MAGEA6 Engages a YY1-Dependent Transcription to Dictate Perineural Invasion in Colorectal Cancer.

Abstract

Perineural invasion (PNI), characterized by tumor cells surrounding and invading nerves, is associated with poor prognosis in colorectal cancer (CRC). Understanding the mechanisms of PNI is crucial for developing targeted therapies to impede tumor progression. In this study, clinical information and transcriptome data are obtained from the TCGA database. Stable MAGEA6 knockdown CRC cell lines are established to investigate the impact of MAGEA6 on CRC malignancy. Immunohistochemical staining is used to assess the clinical significance of MAGEA6. Rectal orthotopic and sciatic nerve invasion models are employed to verify the role of MAGEA6 in PNI. Schwann cells (SCs) infiltration and recruitment by CRC cells are assessed using ssGSEA and co-culture experiments. The results reveal that MAGEA6 is a key regulator of PNI, with its expression correlating with poor prognosis.

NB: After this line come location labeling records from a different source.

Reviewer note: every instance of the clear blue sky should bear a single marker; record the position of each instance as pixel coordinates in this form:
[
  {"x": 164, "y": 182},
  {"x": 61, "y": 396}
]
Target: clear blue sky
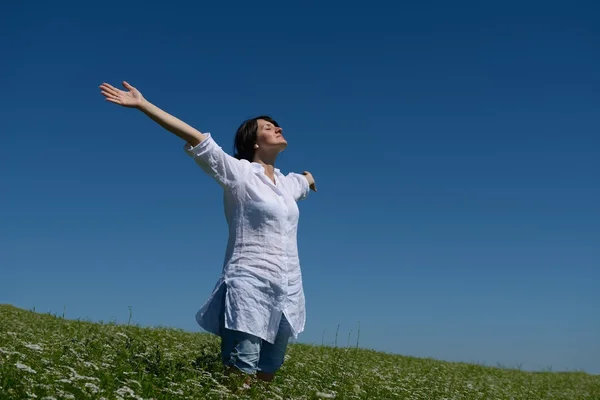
[{"x": 455, "y": 148}]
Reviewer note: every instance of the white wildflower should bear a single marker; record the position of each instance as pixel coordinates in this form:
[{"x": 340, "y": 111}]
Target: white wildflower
[
  {"x": 91, "y": 365},
  {"x": 26, "y": 368},
  {"x": 33, "y": 346},
  {"x": 134, "y": 381},
  {"x": 93, "y": 388},
  {"x": 322, "y": 395},
  {"x": 177, "y": 392}
]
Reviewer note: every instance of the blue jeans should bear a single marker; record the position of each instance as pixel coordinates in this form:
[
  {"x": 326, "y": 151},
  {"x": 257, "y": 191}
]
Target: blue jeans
[{"x": 250, "y": 353}]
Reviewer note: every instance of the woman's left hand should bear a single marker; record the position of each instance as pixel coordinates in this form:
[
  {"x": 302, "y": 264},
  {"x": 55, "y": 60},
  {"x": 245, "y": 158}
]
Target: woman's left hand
[{"x": 311, "y": 180}]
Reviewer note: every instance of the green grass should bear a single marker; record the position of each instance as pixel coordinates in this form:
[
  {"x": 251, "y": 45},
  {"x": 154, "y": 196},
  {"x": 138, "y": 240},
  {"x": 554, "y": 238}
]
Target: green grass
[{"x": 44, "y": 356}]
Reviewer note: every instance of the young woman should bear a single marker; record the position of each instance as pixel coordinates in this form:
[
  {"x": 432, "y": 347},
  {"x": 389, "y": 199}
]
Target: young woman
[{"x": 258, "y": 301}]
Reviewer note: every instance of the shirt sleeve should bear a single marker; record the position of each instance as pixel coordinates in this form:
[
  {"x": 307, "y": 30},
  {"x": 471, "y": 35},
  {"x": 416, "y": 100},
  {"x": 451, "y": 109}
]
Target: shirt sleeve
[
  {"x": 298, "y": 185},
  {"x": 222, "y": 167}
]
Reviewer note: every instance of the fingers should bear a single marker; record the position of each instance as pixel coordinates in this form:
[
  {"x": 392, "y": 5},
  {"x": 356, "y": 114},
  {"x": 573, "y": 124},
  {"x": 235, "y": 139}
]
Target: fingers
[
  {"x": 113, "y": 100},
  {"x": 110, "y": 89},
  {"x": 128, "y": 86}
]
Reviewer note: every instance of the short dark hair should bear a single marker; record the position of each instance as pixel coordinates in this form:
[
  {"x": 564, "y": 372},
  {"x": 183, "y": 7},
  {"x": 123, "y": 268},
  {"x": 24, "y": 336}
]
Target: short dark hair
[{"x": 245, "y": 137}]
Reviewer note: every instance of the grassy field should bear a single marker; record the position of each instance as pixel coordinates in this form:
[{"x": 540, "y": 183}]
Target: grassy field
[{"x": 47, "y": 357}]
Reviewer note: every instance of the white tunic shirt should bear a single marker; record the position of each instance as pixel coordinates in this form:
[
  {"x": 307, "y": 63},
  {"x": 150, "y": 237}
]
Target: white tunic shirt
[{"x": 261, "y": 269}]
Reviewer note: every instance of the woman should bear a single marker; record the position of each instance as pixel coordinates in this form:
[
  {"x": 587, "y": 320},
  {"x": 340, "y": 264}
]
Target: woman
[{"x": 258, "y": 301}]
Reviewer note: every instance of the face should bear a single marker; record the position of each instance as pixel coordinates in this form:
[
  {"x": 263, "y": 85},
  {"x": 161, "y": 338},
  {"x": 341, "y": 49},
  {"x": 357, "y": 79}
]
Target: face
[{"x": 269, "y": 137}]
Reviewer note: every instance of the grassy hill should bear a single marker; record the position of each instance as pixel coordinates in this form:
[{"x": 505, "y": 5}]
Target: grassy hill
[{"x": 47, "y": 357}]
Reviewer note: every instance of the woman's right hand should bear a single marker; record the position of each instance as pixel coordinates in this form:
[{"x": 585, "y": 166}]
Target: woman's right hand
[{"x": 132, "y": 98}]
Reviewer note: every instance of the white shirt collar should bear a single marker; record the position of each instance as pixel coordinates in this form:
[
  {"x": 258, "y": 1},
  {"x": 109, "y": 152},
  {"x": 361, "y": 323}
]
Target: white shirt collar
[{"x": 258, "y": 168}]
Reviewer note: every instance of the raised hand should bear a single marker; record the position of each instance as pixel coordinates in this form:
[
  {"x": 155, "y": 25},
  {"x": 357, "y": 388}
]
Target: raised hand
[
  {"x": 311, "y": 180},
  {"x": 132, "y": 98}
]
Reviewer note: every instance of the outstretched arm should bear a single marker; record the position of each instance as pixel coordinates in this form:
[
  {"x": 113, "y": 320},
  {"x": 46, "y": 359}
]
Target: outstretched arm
[{"x": 134, "y": 99}]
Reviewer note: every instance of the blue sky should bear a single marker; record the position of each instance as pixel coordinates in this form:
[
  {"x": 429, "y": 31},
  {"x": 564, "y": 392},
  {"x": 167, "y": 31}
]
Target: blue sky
[{"x": 455, "y": 149}]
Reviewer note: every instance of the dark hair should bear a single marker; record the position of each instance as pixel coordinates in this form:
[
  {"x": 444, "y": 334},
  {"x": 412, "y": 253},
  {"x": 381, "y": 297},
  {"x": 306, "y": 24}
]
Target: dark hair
[{"x": 245, "y": 137}]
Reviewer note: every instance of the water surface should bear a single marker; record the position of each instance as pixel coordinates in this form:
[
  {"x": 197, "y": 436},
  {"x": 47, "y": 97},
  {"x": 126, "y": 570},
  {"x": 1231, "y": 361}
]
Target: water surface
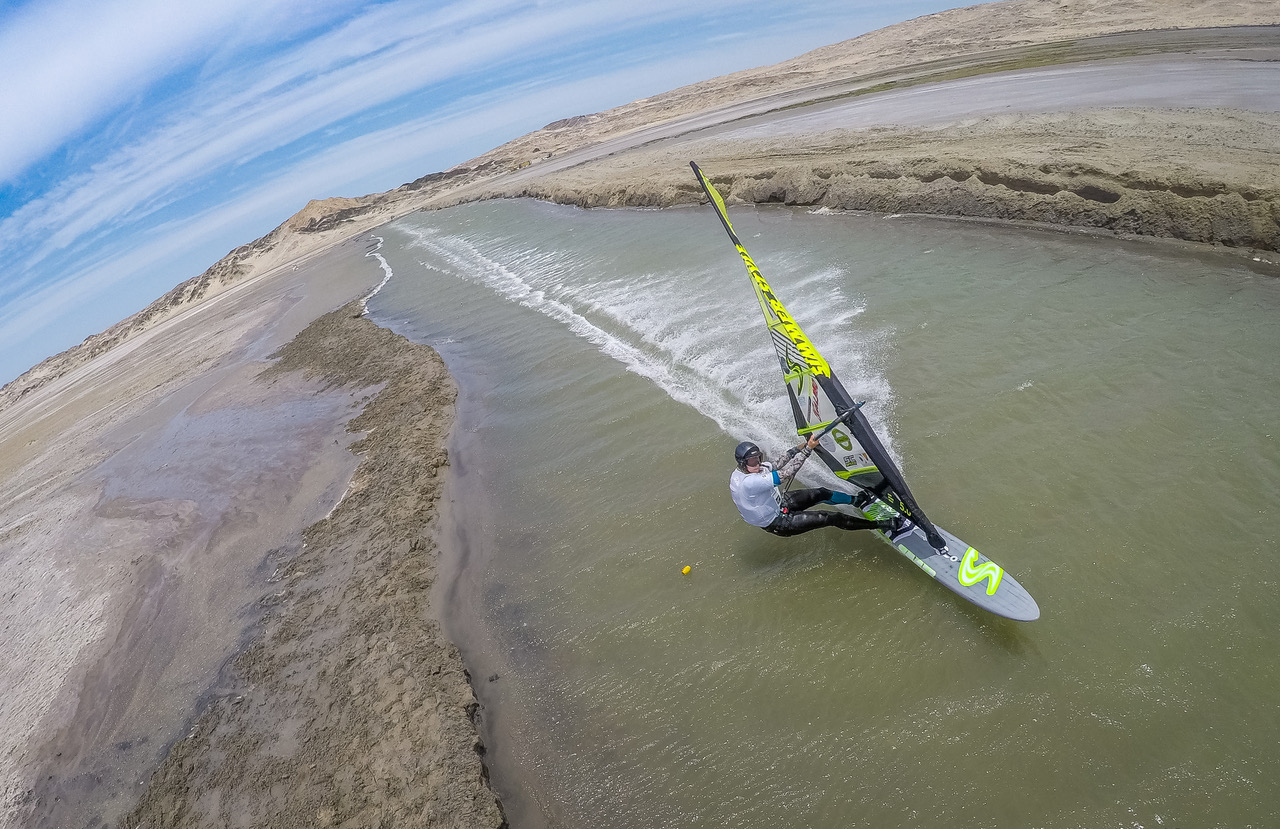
[{"x": 1096, "y": 416}]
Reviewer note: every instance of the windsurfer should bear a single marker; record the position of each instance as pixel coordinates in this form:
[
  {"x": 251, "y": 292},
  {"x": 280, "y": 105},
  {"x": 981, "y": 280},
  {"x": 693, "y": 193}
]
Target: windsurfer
[{"x": 762, "y": 498}]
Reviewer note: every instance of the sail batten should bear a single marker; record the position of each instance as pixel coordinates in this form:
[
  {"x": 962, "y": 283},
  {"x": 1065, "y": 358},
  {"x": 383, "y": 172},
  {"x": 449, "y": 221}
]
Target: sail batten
[{"x": 851, "y": 449}]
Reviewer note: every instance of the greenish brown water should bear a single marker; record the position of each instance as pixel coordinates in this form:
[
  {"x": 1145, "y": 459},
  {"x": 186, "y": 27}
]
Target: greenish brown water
[{"x": 1100, "y": 417}]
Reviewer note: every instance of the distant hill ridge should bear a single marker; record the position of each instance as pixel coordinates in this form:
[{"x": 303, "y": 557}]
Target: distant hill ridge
[{"x": 967, "y": 31}]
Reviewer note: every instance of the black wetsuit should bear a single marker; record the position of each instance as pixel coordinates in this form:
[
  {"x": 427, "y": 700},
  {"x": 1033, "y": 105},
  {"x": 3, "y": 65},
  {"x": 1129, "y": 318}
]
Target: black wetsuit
[{"x": 795, "y": 518}]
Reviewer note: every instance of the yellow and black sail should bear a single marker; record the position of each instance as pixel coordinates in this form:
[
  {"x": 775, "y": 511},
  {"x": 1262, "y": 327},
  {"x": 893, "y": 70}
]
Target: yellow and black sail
[{"x": 848, "y": 444}]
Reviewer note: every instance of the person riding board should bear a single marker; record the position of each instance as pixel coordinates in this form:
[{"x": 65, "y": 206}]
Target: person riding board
[{"x": 760, "y": 495}]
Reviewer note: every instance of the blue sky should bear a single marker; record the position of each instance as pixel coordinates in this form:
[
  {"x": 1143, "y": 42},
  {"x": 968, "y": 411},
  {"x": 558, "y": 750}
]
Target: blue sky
[{"x": 142, "y": 140}]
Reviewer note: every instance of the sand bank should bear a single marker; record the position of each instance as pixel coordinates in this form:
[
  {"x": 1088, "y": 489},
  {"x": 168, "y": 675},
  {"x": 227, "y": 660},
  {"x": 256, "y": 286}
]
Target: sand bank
[
  {"x": 350, "y": 708},
  {"x": 152, "y": 525},
  {"x": 286, "y": 685}
]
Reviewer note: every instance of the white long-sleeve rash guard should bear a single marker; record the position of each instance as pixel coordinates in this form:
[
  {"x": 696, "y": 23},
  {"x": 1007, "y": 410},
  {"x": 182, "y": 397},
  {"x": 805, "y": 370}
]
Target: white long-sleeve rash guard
[{"x": 757, "y": 495}]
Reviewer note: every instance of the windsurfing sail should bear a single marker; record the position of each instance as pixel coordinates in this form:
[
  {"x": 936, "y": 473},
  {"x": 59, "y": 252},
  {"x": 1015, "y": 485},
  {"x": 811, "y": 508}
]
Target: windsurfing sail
[{"x": 819, "y": 402}]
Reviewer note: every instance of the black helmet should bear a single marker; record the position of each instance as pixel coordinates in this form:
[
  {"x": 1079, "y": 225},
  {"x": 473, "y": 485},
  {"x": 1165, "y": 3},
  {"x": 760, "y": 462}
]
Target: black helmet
[{"x": 745, "y": 450}]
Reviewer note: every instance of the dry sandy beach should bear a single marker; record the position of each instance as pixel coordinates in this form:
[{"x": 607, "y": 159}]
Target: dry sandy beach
[{"x": 231, "y": 498}]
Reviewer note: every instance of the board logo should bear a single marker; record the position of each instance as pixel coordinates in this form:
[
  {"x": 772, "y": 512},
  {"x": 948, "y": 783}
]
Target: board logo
[{"x": 972, "y": 572}]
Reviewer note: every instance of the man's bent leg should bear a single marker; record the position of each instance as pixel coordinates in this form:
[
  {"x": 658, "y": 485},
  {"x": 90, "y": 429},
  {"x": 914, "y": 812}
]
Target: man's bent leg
[{"x": 796, "y": 500}]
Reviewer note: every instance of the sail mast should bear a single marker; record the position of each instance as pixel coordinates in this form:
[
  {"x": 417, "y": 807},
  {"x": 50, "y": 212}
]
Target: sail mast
[{"x": 818, "y": 399}]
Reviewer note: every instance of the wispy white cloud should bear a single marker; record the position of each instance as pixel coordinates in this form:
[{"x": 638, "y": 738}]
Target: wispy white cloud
[{"x": 158, "y": 133}]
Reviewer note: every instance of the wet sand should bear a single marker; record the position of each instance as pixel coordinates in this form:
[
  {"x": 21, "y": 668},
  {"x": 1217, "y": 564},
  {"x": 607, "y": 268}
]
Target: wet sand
[
  {"x": 199, "y": 640},
  {"x": 152, "y": 523}
]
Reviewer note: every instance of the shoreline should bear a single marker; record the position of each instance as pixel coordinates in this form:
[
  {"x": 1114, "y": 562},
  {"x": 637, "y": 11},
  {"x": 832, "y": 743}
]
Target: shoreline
[
  {"x": 373, "y": 711},
  {"x": 246, "y": 754}
]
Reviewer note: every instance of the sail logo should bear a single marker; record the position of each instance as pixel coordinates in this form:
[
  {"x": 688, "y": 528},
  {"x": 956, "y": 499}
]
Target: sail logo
[
  {"x": 789, "y": 326},
  {"x": 972, "y": 572}
]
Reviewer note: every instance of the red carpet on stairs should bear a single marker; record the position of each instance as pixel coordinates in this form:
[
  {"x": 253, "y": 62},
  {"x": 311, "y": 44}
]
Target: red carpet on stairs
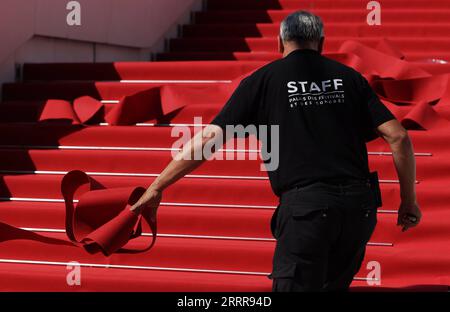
[{"x": 114, "y": 122}]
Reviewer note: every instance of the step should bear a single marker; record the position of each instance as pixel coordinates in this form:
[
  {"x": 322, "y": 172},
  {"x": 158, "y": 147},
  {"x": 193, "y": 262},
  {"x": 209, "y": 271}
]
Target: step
[
  {"x": 188, "y": 190},
  {"x": 30, "y": 112},
  {"x": 402, "y": 15},
  {"x": 72, "y": 136},
  {"x": 332, "y": 30},
  {"x": 53, "y": 277},
  {"x": 137, "y": 70},
  {"x": 70, "y": 90},
  {"x": 422, "y": 57},
  {"x": 193, "y": 192},
  {"x": 231, "y": 165},
  {"x": 320, "y": 4},
  {"x": 269, "y": 44},
  {"x": 169, "y": 252},
  {"x": 231, "y": 223},
  {"x": 125, "y": 163}
]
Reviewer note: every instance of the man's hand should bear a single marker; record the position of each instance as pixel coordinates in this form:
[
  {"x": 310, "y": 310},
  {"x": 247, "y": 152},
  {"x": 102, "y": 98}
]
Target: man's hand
[
  {"x": 396, "y": 136},
  {"x": 150, "y": 200},
  {"x": 409, "y": 215}
]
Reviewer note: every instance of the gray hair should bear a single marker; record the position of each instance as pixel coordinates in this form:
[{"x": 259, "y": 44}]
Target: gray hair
[{"x": 301, "y": 26}]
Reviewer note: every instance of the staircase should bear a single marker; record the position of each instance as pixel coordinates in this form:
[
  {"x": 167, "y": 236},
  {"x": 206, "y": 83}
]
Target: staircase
[{"x": 214, "y": 224}]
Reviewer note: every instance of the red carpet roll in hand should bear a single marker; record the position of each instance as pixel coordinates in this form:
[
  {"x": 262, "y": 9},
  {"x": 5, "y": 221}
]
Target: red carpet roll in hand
[{"x": 102, "y": 220}]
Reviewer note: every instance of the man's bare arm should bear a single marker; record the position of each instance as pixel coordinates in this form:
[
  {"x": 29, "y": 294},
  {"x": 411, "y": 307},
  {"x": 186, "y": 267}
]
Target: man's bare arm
[
  {"x": 403, "y": 155},
  {"x": 184, "y": 163}
]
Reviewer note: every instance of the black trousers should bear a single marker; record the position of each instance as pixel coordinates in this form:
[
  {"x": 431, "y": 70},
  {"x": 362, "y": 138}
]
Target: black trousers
[{"x": 322, "y": 231}]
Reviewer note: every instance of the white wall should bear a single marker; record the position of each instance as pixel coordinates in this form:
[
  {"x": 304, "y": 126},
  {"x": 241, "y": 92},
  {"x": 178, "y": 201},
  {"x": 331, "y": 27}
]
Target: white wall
[{"x": 111, "y": 30}]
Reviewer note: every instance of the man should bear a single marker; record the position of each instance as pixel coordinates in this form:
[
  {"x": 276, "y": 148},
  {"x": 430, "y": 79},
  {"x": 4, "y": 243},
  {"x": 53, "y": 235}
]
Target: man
[{"x": 325, "y": 112}]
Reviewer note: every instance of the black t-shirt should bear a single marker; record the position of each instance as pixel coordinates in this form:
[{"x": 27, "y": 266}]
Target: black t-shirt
[{"x": 326, "y": 112}]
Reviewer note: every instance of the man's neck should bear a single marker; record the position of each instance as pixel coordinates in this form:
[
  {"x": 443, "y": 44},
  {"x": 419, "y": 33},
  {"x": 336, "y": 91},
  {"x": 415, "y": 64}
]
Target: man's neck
[{"x": 290, "y": 48}]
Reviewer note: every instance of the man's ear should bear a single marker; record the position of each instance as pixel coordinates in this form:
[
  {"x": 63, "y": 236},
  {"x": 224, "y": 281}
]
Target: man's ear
[
  {"x": 280, "y": 45},
  {"x": 321, "y": 42}
]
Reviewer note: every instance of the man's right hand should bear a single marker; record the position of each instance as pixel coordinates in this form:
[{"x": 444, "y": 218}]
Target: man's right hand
[{"x": 409, "y": 215}]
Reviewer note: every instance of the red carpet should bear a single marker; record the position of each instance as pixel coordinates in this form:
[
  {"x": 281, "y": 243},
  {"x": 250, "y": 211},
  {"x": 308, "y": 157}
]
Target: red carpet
[{"x": 213, "y": 225}]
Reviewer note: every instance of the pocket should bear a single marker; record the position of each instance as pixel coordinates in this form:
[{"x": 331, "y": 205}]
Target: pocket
[
  {"x": 274, "y": 222},
  {"x": 283, "y": 271},
  {"x": 369, "y": 210},
  {"x": 309, "y": 210}
]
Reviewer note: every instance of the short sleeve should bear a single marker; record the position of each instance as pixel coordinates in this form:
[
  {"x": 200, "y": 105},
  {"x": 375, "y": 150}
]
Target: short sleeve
[
  {"x": 242, "y": 106},
  {"x": 378, "y": 113}
]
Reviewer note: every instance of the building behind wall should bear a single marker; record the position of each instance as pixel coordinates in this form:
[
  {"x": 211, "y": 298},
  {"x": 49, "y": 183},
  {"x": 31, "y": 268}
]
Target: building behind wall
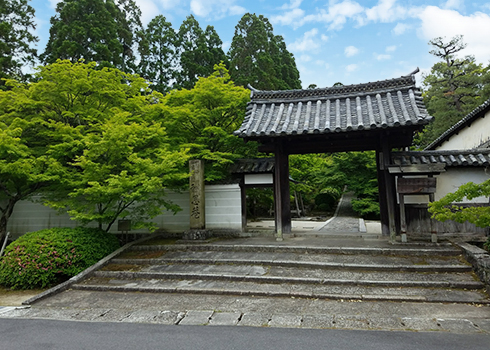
[{"x": 464, "y": 152}]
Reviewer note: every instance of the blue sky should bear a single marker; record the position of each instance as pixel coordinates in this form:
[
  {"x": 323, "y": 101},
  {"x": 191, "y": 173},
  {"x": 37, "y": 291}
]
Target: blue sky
[{"x": 333, "y": 41}]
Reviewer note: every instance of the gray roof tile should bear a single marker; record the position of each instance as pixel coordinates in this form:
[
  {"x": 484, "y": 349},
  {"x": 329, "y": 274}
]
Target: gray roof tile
[
  {"x": 378, "y": 105},
  {"x": 467, "y": 120},
  {"x": 475, "y": 157}
]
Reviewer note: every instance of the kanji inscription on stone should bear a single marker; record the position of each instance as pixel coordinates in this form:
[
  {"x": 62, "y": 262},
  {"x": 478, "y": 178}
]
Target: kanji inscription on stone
[{"x": 196, "y": 192}]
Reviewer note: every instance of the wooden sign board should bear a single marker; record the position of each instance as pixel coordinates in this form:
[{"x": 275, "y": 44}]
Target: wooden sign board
[{"x": 425, "y": 185}]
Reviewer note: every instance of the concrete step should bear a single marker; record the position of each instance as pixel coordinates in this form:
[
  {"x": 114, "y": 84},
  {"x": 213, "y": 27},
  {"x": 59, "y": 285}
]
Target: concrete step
[
  {"x": 400, "y": 266},
  {"x": 259, "y": 274},
  {"x": 414, "y": 273},
  {"x": 245, "y": 287},
  {"x": 440, "y": 250}
]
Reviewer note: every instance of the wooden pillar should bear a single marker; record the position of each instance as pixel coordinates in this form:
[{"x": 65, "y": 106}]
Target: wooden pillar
[
  {"x": 383, "y": 209},
  {"x": 390, "y": 190},
  {"x": 243, "y": 195},
  {"x": 281, "y": 190}
]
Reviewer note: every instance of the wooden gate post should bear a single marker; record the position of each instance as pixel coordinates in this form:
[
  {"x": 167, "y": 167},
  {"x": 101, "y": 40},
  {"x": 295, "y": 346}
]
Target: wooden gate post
[{"x": 281, "y": 190}]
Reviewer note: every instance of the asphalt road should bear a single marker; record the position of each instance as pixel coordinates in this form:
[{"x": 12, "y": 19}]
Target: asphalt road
[{"x": 27, "y": 334}]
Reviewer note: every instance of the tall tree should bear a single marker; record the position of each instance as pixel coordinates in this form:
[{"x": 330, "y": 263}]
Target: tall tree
[
  {"x": 94, "y": 30},
  {"x": 204, "y": 118},
  {"x": 260, "y": 58},
  {"x": 198, "y": 52},
  {"x": 158, "y": 61},
  {"x": 454, "y": 87},
  {"x": 16, "y": 38}
]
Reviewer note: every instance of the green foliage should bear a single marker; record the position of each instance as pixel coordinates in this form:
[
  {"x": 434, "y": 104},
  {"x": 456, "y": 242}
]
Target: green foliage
[
  {"x": 16, "y": 39},
  {"x": 158, "y": 54},
  {"x": 454, "y": 87},
  {"x": 260, "y": 202},
  {"x": 204, "y": 118},
  {"x": 103, "y": 31},
  {"x": 43, "y": 258},
  {"x": 100, "y": 153},
  {"x": 327, "y": 199},
  {"x": 316, "y": 180},
  {"x": 260, "y": 58},
  {"x": 323, "y": 178},
  {"x": 198, "y": 52},
  {"x": 122, "y": 173},
  {"x": 360, "y": 174},
  {"x": 447, "y": 208}
]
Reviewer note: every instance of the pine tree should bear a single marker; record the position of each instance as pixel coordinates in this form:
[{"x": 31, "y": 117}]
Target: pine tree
[
  {"x": 454, "y": 87},
  {"x": 260, "y": 58},
  {"x": 103, "y": 31},
  {"x": 158, "y": 61},
  {"x": 198, "y": 52}
]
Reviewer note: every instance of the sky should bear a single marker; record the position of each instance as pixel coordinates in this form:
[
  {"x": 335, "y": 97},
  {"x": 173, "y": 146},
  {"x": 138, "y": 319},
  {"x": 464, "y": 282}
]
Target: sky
[{"x": 344, "y": 41}]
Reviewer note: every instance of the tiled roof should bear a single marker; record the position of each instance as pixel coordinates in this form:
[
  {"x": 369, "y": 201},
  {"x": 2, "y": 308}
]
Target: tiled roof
[
  {"x": 253, "y": 166},
  {"x": 378, "y": 105},
  {"x": 475, "y": 157},
  {"x": 468, "y": 119}
]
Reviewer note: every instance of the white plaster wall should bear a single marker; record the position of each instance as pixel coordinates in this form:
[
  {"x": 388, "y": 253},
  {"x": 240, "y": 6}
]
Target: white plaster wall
[
  {"x": 451, "y": 180},
  {"x": 258, "y": 179},
  {"x": 469, "y": 137},
  {"x": 223, "y": 210}
]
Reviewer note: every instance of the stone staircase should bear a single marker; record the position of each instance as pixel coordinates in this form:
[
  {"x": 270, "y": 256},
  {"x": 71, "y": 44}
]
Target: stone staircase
[{"x": 435, "y": 273}]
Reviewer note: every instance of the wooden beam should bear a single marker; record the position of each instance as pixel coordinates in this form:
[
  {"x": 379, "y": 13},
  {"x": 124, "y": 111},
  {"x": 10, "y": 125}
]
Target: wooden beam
[
  {"x": 361, "y": 140},
  {"x": 418, "y": 169}
]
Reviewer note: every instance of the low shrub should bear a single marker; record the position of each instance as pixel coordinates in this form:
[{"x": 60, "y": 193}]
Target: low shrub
[{"x": 44, "y": 258}]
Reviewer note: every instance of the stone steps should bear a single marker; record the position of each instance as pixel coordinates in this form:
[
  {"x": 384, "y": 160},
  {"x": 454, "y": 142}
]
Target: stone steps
[
  {"x": 399, "y": 273},
  {"x": 342, "y": 291}
]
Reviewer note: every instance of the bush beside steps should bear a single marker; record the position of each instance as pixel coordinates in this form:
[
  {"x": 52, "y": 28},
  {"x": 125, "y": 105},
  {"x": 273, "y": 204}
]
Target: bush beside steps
[{"x": 45, "y": 258}]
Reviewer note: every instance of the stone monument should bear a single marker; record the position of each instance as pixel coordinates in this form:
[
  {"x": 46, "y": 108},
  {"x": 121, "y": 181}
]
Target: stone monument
[{"x": 197, "y": 202}]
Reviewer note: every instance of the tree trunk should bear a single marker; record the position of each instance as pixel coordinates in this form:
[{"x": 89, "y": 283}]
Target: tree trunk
[{"x": 6, "y": 213}]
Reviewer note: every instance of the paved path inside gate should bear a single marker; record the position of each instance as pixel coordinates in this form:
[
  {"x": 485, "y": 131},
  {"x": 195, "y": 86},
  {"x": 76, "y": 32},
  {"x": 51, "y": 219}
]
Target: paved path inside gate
[{"x": 344, "y": 223}]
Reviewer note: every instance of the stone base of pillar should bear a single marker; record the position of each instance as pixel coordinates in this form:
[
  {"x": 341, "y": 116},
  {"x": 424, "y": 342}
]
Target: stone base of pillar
[{"x": 195, "y": 235}]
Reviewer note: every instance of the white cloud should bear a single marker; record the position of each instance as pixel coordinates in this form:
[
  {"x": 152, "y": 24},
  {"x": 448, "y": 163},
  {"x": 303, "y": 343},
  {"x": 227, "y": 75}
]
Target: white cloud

MAGEA6 knockdown reduces CRC cell migration, invasion, and PNI ability. Moreover, CRC cells recruit SCs, with CXCL1 promoting SCs migration. Mechanistically, MAGEA6 inhibits YY1 ubiquitination, stabilizing YY1 expression and enhancing SC recruitment via YY1-mediated CXCL1 transcription. These findings suggest that MAGEA6 enhances CRC invasiveness and PNI by stabilizing YY1, which upregulates CXCL1 secretion and promotes SC recruitment. This interaction underscores the critical role of MAGEA6 in PNI and highlights a potential therapeutic target in CRC.